Most virus entry assays depend on the expression of viral proteins after deposition of viral DNA into the nuclei of infected cells through detection of either viral antigens or marker genes, such as green fluorescence protein expressed from the viral genome, or the induction of marker genes such as β-galactosidase under HSV-1 promoter control responding to expression of HSV-1 immediate early proteins (33, 82, 83). However, these assays measure the overall successful rate of infection and not necessarily the ability of virions to enter into the cytoplasm of infected cells, since entering capsids may not be efficiently transported to the nucleus. Detection of capsids in the cytoplasm of infected cells can be achieved by high-power confocal microscopy and transmission electron microscopy, with great difficulty in obtaining semiquantitative results. We describe here the development of the virus entry proximity ligation assay (VEPLA) as a general method to efficiently visualize and quantify the relative efficiency of virus entry into the cytoplasm of infected cells in a time-dependent manner by monitoring both enveloped virions attached to cell surfaces and capsids in the cytoplasm that interact with dynein prior to loading onto the microtubular network for retrograde transport.

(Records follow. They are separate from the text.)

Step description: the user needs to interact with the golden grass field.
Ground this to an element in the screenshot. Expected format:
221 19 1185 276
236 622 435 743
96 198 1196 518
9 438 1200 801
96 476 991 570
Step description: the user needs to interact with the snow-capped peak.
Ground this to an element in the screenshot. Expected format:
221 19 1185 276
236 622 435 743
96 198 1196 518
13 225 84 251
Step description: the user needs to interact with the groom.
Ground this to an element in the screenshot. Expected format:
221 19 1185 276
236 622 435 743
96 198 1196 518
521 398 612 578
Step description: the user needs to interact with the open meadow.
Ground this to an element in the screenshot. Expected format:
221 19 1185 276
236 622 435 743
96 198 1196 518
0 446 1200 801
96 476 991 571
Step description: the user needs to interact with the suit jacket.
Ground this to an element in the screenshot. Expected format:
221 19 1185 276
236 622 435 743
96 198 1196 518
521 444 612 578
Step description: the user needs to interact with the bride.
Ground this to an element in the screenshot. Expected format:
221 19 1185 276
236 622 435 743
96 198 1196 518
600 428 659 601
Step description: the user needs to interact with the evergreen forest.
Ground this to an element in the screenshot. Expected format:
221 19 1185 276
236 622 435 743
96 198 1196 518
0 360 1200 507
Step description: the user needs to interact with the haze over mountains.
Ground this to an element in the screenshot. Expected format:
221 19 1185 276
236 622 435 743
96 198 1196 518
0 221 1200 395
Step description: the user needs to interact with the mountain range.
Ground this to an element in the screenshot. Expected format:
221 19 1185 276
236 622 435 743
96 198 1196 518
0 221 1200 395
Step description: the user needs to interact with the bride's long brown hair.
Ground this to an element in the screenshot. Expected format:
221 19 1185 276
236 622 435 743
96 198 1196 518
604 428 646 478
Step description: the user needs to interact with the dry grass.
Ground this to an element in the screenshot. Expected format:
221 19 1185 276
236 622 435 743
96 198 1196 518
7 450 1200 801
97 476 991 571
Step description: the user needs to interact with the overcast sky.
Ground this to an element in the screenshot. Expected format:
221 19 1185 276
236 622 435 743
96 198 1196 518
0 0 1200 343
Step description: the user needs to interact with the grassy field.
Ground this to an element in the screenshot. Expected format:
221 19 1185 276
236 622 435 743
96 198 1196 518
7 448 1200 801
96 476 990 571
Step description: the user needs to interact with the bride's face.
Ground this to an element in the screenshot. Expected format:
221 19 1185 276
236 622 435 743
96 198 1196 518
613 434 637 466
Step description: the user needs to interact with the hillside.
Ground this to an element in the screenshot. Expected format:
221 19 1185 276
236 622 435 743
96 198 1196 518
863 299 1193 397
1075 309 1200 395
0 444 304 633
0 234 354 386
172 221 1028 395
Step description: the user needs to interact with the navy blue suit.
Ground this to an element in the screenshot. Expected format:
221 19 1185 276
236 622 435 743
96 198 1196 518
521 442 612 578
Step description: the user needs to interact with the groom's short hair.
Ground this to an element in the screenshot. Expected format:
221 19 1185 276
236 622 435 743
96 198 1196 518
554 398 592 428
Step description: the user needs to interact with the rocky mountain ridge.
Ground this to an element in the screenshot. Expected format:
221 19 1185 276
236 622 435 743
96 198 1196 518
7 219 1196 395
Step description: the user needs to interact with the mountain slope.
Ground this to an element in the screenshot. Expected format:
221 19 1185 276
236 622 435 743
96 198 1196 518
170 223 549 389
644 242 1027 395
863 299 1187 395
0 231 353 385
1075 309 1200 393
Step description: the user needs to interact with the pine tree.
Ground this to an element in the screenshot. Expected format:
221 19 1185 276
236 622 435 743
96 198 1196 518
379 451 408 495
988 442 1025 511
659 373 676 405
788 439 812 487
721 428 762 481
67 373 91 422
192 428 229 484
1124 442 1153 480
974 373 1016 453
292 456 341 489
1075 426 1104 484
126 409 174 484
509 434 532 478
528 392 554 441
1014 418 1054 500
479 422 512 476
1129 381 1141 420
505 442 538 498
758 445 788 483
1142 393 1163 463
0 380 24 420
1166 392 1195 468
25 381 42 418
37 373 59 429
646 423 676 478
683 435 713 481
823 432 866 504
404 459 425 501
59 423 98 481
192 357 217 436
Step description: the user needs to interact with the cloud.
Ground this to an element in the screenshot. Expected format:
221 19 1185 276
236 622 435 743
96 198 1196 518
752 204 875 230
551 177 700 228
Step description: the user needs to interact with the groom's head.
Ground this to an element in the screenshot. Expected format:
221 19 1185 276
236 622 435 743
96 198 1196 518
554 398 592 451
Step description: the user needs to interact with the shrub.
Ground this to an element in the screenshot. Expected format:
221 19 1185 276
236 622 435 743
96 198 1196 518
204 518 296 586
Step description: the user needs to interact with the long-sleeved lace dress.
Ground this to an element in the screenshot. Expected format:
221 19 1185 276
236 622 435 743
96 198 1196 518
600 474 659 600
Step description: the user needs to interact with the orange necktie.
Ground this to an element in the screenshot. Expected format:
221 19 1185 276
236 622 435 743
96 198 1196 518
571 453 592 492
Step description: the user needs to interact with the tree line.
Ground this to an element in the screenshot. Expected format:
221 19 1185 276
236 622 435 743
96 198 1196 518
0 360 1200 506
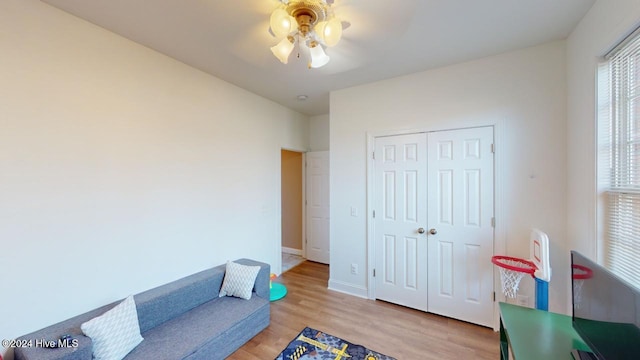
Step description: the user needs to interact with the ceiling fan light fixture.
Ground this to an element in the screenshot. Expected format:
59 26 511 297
269 0 342 68
271 36 294 64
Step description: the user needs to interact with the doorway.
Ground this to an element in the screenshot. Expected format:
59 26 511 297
372 126 494 326
280 149 305 272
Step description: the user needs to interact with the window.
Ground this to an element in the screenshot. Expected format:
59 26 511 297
598 31 640 287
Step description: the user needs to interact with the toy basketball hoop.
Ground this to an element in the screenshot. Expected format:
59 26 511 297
571 264 593 308
491 255 536 299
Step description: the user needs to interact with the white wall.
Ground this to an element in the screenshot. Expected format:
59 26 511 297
0 0 309 354
309 114 329 151
567 0 640 259
330 42 568 310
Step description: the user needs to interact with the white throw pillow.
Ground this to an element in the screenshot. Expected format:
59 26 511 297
80 295 143 360
220 261 260 300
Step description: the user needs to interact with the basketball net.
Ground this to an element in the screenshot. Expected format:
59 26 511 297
573 279 584 309
499 260 526 299
491 255 536 299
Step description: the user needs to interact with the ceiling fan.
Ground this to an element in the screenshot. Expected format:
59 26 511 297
269 0 350 68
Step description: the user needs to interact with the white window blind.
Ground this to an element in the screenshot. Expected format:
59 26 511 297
598 28 640 288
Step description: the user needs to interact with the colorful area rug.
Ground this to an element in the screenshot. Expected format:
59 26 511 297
275 327 396 360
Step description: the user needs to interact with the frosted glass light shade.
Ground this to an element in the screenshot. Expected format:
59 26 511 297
271 37 293 64
309 45 331 69
269 9 297 39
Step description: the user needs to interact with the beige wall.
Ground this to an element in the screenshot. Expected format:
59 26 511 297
0 0 309 354
281 150 303 250
309 114 329 151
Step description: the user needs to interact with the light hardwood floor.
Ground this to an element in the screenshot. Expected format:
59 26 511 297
228 261 500 360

VEPLA was utilized to show that the gKΔ31–68 mutation prevented virions from entering into neuronal axons, in agreement with our published results that this mutation caused the inability to infect ganglionic neurons after ocular infection of mice (35). It is likely that inhibition of virus entry reflects the inability of gB to cause fusion of viral envelopes with axonal membranes in the presence of the gKΔ31–68 mutation. This is supported by our previous results that the amino terminus of gK spanning the gKΔ31–68 mutation interacts with the amino terminus of gB (30). Alternatively, the amino terminus of gK may enable binding of virions to gK-specific receptors that are required for virus entry. HSV-1 and HSV-2, as well as all alphaherpesviruses, infect neuronal endings embedded into the epidermis and mucosal surfaces, including the highly innervated corneal epithelium. Prediction of the three-dimensional structures of gK specified by alphaherpesviruses shows remarkable primary and predicted tertiary structures (unpublished data). Of particular interest to this study is conservation of predicted structural domains within the amino termini of gK specified by HSV-1, HSV-2, varicella-zoster virus (VZV), and monkey B virus (Fig. 9). The β-sheet structure contained within the gKΔ31–68 deletion is conserved among these viruses as well as other alphaherpesviruses (not shown), suggesting that they may play a conserved role in infection of neuronal axons.

Understanding of the role of gK in neuronal entry will enable the production of new ways to ameliorate these infections, as well as assist in the development of safe live-attenuated vaccines and viral vectors to combat HSV and other infectious diseases. In support of this prediction, we have recently shown that the HSV-1 (VC2) vaccine strain containing the gKΔ31–68 mutation protected mice against lethal intravaginal challenge with either virulent HSV-1 or HSV-2 in mice (84).

Funding Statement

The funders had no role in study design, data collection and interpretation, or decision to submit the work for publication.